Mais il reste une question gigantesque qui plane comme un nuage sur le monde: avec Trump, le souverainisme a-t-il été vaincu et éradiqué, l’ère du souverainisme est-elle terminé? Il est peut-être vaincu, mais éradiqué, c’est trop tôt pour le dire. Aussi parce que Trump n’a été qu’un véhicule du populisme souverainiste, un collecteur, mais il n’a été ni l’inventeur ni le seul propriétaire de sa formule politique. Parce qu’il s’agit d’un phénomène mondial aux racines profondes et réelles, survenant simultanément dans plusieurs pays, s’épanouissant en Europe, et déjà bridé lors des dernières élections européennes, mais pas pour autant éradiqué.

Le problème est que les malaises, les protestations, les attentes qui ont généré le souverainisme sont tous restés. On peut parler d’interprètes inadéquats, à commencer par Trump. On peut parler d’une capacité insuffisante à faire face à la réalité et à ses articulations, ou mieux – dans de nombreux cas – d’une grande capacité à rassembler des voix mais sans la même expertise pour les gouverner et les traduire en une vision complète. Mais il faut surtout parler de l’énorme difficulté de gouverner contre l’establishment, la machine médiatique et judiciaire, les oligarchies financières et intellectuelles, les agences d’influence telles que l’Église de Bergoglio.

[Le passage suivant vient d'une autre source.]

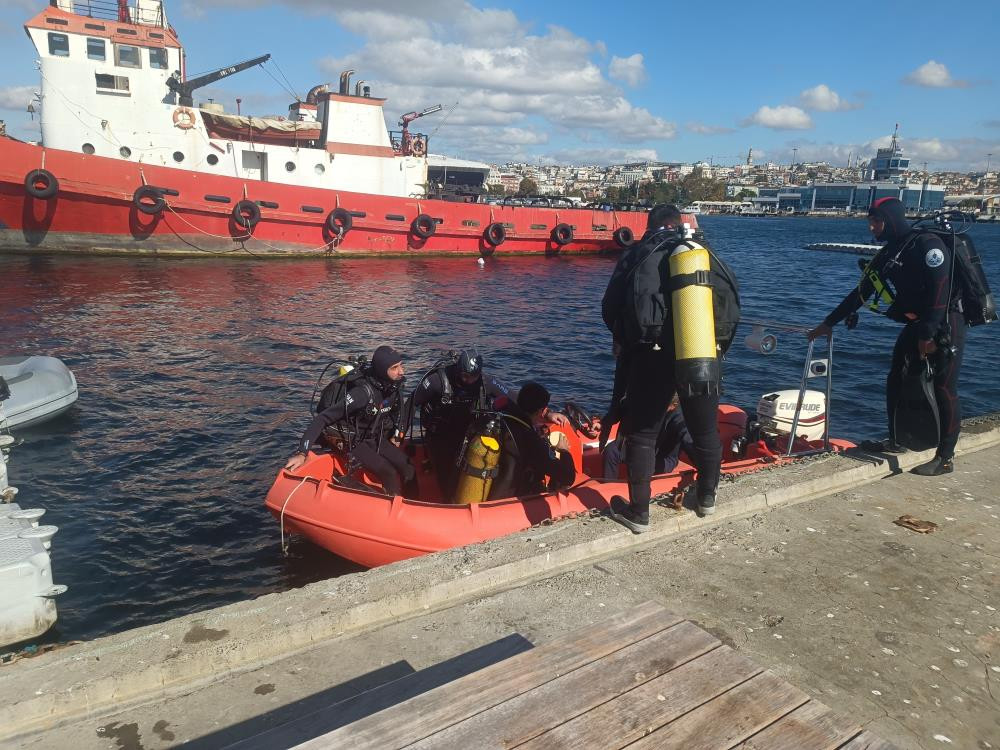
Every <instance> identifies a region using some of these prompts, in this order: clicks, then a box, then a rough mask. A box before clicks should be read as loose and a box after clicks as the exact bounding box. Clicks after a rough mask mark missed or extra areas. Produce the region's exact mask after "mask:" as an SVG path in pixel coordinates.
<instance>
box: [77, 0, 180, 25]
mask: <svg viewBox="0 0 1000 750" xmlns="http://www.w3.org/2000/svg"><path fill="white" fill-rule="evenodd" d="M73 12H74V13H76V14H77V15H78V16H87V17H89V18H95V19H98V20H102V21H119V22H122V23H137V24H141V25H143V26H160V27H163V26H164V18H163V10H162V8H161V9H160V10H158V11H156V12H155V13H152V14H150V13H149V12H148V11H147V13H146V14H144V15H143V17H141V18H140V17H139V11H138V9H137V8H135V7H132V6H129V8H128V13H129V19H128V20H127V21H122V19H121V17H120V15H119V7H118V0H73Z"/></svg>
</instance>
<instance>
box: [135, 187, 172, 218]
mask: <svg viewBox="0 0 1000 750" xmlns="http://www.w3.org/2000/svg"><path fill="white" fill-rule="evenodd" d="M150 201H152V202H150ZM132 203H133V204H134V205H135V207H136V208H137V209H139V210H140V211H142V212H143V213H144V214H148V215H150V216H156V215H157V214H160V213H162V212H163V209H165V208H166V207H167V202H166V201H165V200H164V199H163V193H161V192H160V190H159V188H155V187H153V186H152V185H140V186H139V187H137V188H136V189H135V192H134V193H132Z"/></svg>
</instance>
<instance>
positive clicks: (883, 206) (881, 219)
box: [868, 198, 911, 242]
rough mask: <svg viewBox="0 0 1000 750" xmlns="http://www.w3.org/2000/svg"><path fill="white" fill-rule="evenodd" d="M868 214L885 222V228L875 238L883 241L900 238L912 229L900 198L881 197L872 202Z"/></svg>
mask: <svg viewBox="0 0 1000 750" xmlns="http://www.w3.org/2000/svg"><path fill="white" fill-rule="evenodd" d="M868 215H869V216H874V217H876V218H879V219H881V220H882V221H884V222H885V229H883V230H882V233H881V234H879V235H877V236H876V238H875V239H877V240H881V241H882V242H892V241H893V240H898V239H899V238H901V237H905V236H906V235H908V234H909V233H910V231H911V227H910V222H908V221H907V220H906V209H905V207H904V206H903V202H902V201H901V200H899V198H880V199H879V200H877V201H875V203H873V204H872V207H871V208H870V209H869V210H868Z"/></svg>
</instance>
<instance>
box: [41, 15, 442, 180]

Néanmoins, la défaite de Trump n’est pas la fin du souverainisme, mais indique son besoin de se redéfinir et de se redessiner.
Trump avait fait un choix précis et évident : il ne s’était pas positionné comme le leader mondial du souverainisme mais comme le président des États-Unis qui entendait penser d’abord à son pays, et non au monde, pour le protéger des attaques et le protéger économiquement et commercialement. En conséquence, son influence sur les autres pays a été presque inexistante ; jamais Trump n’a prétendu créer une internationale souverainiste, mais il s’est placé en concurrence commerciale et en antagonisme avec la Chine, avec l’Asie, avec l’Europe. Son mot d’ordre a été « tarifs », certainement pas « souverainisme ». Trump a opposé le protectionnisme à la mondialisation.

Par conséquent, sa défaite n’a fait exploser aucune filière, aucune internationale souverainiste. Au cours de ses quatre années, Trump n’a même pas tenté de s’attaquer à la bataille culturelle contre le politiquement correct sur la scène mondiale ; il n’a pas opposé une autre façon de penser et de voir à la façon dominante. Il s’est limité, et c’est déjà beaucoup, à défendre la véritable Amérique de toujours, sur le plan pratique et juridique. La seule tentative vaguement esquissée est celle de Steve Bannon, et elle a très vite été désavouée par Trump.

Bref, le souverainisme comme variante nationale et décisionnelle du populisme reste un pari à jouer. Mais après Trump, il doit redéfinir ses limites, faire un saut de qualité et de vision, et ne pas se contenter de jouer sur la défensive avec le protectionnisme et l’enfermement dans la primauté nationale.

Ce qui manque à ce stade, c’est un souverainisme européen audacieux, une sorte de gaullisme 2.0, révisé et actualisé, une alternative au serpent de l’Atlantique, qui se présente comme une confédération de souverainetés nationales. Le covid a confirmé une Europe qui avance en ordre dispersé, désynchronisé, avec des défenses déconnectées et divergentes, même lorsque le problème commun est la santé et non la géopolitique. L’Europe redevient la troisième force entre la société américaine du politiquement correct et la dictature chinoise qui mondialise les produits, les virus et les mesures restrictives.

L’année qui se termine, l’une des plus affreuses de notre histoire et la plus affreuse pour nous, contemporains, devrait être surmontée avec une nouvelle vision publique, civile et culturelle, avant d’être politique ; et par une nouvelle prise de conscience des scénarios géopolitiques. L’ennemi n’est pas Merkel, ni même l’insignifiant Macron. Mais c’est la pandémie idéologique exprimée par le court-circuit sino-américain et leur colonisation mondiale.